In 2021, comedian and International Emmy Award winning television personality Josh Thomas revealed his autism diagnosis on Instagram. Three years later, in collaboration with American-Australian playwright Lally Katz, Thomas’ Let’s Tidy Up is a nakedly truthful exploration of the invisible barriers that he faces and his journey towards accepting them as part of his identity.
The Vagabond stage for Josh Thomas’ Let’s Tidy Up is furnished with a pair of antique chairs, a broom, and the floor is strewn with red and white rose-petal shaped confetti. The confetti represents Josh’s accumulated clutter: impulse online purchases, Instagram advertised devices, those extra buttons that come with pants that he doesn’t quite know what to do with. Throughout his hour long set, he intermittently returns to talking about the tidying up, but he never does it: the show ends with the stage as messy as it begins. It is a powerful visual representation of the executive functioning challenges that neurodiverse people can face, particularly when autism co-occurs with ADHD, as it often does, including with Josh.
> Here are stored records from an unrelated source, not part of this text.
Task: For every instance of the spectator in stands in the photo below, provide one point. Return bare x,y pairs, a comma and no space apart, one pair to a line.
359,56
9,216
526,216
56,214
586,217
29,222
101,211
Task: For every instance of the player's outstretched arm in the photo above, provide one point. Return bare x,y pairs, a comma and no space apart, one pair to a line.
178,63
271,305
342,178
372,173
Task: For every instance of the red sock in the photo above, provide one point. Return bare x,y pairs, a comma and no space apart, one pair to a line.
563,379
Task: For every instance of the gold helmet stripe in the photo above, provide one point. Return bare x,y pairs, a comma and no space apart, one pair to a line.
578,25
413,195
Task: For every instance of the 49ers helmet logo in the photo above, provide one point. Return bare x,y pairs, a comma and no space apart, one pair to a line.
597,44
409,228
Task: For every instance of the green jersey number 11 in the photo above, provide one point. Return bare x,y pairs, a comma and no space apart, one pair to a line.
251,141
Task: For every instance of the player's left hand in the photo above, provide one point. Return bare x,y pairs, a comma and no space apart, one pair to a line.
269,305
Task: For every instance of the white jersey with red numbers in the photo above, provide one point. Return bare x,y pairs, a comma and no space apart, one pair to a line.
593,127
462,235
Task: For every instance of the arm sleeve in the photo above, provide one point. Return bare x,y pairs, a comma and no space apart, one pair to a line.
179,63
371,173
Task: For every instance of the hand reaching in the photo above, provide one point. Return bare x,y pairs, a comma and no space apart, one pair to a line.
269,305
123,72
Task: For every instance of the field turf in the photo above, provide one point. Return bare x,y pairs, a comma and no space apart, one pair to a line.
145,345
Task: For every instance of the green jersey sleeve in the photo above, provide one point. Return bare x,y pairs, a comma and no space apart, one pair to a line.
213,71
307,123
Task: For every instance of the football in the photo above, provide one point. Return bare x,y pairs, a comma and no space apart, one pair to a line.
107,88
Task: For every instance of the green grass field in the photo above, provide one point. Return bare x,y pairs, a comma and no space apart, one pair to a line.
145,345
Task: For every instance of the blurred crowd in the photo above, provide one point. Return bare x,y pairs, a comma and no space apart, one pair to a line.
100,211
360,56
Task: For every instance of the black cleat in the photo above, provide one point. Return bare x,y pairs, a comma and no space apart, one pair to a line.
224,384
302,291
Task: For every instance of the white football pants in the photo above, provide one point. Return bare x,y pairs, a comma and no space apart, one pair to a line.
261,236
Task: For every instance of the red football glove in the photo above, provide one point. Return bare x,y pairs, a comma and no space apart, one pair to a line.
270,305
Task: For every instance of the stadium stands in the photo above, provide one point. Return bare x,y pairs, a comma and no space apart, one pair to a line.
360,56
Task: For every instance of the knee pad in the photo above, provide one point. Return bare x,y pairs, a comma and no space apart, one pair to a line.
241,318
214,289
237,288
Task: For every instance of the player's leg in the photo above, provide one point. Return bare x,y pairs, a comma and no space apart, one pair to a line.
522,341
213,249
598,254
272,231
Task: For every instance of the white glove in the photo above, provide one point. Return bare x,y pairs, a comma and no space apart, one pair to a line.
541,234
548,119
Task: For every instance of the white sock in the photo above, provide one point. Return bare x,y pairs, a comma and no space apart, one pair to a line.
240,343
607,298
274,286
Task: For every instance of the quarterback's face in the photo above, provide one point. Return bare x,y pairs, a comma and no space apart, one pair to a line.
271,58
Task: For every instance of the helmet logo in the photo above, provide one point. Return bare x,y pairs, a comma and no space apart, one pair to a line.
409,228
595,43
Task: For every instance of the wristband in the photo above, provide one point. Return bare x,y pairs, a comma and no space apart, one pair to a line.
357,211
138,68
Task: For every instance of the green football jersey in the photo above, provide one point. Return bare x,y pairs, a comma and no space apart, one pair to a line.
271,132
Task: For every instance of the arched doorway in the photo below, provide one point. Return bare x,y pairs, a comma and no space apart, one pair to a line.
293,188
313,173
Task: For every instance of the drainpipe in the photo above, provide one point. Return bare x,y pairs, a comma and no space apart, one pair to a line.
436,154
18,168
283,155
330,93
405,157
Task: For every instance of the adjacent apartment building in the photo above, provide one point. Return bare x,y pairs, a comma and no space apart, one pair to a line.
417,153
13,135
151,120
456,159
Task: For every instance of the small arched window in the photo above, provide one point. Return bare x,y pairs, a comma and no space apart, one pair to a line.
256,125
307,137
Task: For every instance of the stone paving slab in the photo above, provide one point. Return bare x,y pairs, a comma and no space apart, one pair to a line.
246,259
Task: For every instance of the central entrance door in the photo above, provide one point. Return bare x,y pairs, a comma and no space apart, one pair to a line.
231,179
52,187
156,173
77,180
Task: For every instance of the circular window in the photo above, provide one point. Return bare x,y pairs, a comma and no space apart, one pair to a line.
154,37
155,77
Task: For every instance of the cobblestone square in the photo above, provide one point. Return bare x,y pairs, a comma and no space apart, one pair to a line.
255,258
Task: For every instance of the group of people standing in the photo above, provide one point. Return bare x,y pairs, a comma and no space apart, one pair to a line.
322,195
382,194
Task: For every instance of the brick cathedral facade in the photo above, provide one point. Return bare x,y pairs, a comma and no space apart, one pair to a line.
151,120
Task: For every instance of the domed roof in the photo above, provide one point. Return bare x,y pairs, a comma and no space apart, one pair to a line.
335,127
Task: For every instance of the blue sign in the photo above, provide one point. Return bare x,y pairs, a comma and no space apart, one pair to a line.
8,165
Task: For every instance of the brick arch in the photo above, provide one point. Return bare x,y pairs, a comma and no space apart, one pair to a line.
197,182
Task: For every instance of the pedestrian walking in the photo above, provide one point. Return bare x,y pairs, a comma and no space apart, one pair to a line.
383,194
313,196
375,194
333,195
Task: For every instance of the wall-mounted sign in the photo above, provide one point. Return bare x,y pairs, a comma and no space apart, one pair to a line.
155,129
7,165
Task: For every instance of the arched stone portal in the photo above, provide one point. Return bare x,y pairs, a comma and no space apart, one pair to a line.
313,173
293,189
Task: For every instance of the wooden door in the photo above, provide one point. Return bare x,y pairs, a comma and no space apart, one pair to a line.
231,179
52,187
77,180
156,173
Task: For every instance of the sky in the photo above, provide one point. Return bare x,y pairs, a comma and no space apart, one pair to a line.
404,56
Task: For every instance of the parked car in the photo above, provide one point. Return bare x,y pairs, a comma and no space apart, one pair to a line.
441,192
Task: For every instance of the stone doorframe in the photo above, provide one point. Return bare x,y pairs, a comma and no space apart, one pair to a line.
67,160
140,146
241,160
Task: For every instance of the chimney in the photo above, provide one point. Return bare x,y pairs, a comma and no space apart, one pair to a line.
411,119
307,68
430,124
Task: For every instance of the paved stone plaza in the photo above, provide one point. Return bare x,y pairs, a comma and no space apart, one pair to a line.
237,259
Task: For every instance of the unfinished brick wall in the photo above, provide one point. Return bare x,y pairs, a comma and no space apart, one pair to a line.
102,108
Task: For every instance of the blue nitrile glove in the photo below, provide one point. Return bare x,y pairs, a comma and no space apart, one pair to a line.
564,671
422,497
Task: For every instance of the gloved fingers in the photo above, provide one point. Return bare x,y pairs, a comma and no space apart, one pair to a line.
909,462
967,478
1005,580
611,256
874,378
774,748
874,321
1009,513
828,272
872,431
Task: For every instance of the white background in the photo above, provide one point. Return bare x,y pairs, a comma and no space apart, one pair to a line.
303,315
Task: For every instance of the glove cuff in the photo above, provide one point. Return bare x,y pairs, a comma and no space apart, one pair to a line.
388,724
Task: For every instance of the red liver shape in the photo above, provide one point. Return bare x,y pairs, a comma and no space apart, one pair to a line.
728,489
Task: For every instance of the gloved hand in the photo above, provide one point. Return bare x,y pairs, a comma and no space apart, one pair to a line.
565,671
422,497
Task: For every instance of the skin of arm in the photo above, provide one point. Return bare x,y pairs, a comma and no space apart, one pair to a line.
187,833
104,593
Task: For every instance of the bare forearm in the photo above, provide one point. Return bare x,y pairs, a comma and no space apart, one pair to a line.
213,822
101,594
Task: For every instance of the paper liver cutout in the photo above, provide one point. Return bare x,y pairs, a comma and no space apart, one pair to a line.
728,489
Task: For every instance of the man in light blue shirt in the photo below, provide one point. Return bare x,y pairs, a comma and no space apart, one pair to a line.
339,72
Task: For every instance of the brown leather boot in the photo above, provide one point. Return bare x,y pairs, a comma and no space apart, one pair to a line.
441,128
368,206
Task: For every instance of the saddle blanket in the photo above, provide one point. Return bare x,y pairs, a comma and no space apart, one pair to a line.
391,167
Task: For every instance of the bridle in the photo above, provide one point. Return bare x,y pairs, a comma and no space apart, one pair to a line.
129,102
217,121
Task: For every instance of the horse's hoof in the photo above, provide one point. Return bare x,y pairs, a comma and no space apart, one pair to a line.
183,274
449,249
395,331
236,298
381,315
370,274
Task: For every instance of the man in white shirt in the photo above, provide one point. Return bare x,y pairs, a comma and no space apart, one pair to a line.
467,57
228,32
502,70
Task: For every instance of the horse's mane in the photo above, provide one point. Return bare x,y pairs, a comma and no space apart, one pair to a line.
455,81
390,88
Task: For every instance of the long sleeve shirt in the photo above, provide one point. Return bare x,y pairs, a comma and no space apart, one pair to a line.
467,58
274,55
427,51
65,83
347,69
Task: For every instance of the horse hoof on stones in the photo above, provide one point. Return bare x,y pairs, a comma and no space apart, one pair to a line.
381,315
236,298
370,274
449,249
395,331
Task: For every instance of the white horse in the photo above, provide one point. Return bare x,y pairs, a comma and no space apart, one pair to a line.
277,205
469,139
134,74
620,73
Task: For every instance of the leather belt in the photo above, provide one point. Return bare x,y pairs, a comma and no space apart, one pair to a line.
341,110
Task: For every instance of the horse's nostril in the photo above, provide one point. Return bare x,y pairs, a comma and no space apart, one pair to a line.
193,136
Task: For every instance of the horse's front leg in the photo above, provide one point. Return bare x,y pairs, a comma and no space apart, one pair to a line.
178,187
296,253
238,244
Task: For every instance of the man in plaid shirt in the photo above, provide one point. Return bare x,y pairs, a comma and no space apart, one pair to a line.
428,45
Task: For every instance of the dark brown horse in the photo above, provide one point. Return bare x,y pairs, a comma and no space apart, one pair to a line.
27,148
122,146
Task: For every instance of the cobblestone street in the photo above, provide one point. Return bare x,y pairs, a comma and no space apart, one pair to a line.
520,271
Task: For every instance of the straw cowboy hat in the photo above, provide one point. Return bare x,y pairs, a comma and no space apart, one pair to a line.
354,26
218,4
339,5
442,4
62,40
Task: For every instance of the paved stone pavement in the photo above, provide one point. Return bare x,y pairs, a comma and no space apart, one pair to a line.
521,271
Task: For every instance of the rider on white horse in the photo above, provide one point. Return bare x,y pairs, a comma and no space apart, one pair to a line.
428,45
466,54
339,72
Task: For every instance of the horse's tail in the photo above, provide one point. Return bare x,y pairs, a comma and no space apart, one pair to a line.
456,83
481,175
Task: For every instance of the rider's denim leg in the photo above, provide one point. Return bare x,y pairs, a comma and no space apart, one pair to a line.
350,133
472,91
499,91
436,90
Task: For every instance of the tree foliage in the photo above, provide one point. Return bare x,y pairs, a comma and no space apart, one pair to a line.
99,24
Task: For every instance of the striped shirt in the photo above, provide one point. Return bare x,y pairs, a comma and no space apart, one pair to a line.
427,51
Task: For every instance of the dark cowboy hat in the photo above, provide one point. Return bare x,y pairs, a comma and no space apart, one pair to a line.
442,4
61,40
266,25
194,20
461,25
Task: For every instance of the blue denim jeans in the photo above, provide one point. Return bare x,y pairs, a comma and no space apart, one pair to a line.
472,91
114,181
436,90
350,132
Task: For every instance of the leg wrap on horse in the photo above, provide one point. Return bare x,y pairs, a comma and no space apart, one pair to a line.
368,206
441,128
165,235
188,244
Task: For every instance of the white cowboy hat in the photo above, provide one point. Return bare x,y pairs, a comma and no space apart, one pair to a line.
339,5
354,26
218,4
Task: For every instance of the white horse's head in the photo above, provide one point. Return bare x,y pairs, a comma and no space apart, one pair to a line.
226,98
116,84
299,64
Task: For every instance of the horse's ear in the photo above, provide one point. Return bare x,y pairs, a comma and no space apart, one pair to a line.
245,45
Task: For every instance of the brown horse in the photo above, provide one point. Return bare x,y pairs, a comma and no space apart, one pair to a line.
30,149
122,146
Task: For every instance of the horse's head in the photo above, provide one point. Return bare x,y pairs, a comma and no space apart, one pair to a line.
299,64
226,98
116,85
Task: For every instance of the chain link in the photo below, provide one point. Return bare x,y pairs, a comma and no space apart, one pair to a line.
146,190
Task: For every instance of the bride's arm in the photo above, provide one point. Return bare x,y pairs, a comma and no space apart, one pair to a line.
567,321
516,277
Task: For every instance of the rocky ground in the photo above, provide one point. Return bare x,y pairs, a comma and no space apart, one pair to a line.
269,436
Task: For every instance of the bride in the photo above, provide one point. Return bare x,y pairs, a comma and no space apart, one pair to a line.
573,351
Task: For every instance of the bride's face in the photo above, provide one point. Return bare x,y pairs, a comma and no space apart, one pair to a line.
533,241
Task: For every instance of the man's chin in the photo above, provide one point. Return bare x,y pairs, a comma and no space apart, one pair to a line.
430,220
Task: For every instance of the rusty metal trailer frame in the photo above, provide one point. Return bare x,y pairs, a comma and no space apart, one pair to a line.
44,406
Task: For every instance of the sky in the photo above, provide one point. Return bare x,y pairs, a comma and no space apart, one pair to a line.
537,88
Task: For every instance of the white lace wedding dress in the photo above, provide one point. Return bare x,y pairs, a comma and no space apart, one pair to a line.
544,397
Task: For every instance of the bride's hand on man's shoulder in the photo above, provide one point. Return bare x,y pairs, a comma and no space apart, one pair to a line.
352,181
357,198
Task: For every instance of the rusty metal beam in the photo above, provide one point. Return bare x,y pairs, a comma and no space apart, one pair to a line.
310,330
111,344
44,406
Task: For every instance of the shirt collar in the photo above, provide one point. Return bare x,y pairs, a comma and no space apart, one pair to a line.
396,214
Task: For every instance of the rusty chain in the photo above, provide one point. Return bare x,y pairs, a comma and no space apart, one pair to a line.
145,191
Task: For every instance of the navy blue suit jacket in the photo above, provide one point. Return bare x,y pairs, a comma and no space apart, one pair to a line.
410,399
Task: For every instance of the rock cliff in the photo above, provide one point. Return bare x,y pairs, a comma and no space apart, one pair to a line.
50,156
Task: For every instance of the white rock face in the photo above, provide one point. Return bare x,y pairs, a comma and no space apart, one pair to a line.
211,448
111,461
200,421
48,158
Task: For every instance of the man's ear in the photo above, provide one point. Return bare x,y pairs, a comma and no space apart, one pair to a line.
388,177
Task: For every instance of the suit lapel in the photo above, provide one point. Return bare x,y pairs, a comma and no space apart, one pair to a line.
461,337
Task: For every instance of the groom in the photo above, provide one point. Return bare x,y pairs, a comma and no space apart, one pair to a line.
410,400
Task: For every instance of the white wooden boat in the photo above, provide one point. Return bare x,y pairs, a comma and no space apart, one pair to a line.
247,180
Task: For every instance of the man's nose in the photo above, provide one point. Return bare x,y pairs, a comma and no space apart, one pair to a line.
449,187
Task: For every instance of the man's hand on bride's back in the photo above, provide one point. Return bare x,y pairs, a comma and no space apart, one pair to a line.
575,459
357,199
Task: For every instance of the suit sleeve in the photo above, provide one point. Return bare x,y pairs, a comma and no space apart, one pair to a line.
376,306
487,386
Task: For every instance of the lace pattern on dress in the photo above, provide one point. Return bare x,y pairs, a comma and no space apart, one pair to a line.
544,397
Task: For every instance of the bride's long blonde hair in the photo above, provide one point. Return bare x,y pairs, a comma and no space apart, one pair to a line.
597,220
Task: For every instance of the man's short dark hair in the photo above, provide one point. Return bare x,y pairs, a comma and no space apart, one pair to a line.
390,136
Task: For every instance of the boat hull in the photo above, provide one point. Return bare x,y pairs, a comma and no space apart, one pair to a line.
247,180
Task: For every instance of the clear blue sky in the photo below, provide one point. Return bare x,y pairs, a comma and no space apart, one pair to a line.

Tidying up can seem like climbing Everest to Josh because all day he is navigating other challenges: small talk (is he asking enough questions), trying to not say everything that he thinks, navigating making friends and finding love and all the rules that come with this that are written in invisible facial micro-expressions. Josh explains how he moved to LA as an attempt to force himself to “fix” his shortcomings: as though it was a sink or swim scenario; that he was just not trying hard enough.
After an hour of revealing a litany of public humiliations, and a devastating loss, Josh concludes that self-improvement is a sham; that nobody really changes, and we should accept that we are all flawed, but still worthy of love, because everyone else is flawed too. This is potentially an overgeneralisation: the nuance of changing the things we can and accepting the things we can’t is missing. Regardless, this merger of stand-up and theatre, with deft use of lighting, music and even a dance break, is an important and entertaining snapshot into an exceptionally talented creative force’s inward contemplation of self. A contemplation that will help thousands who are walking the same path as him.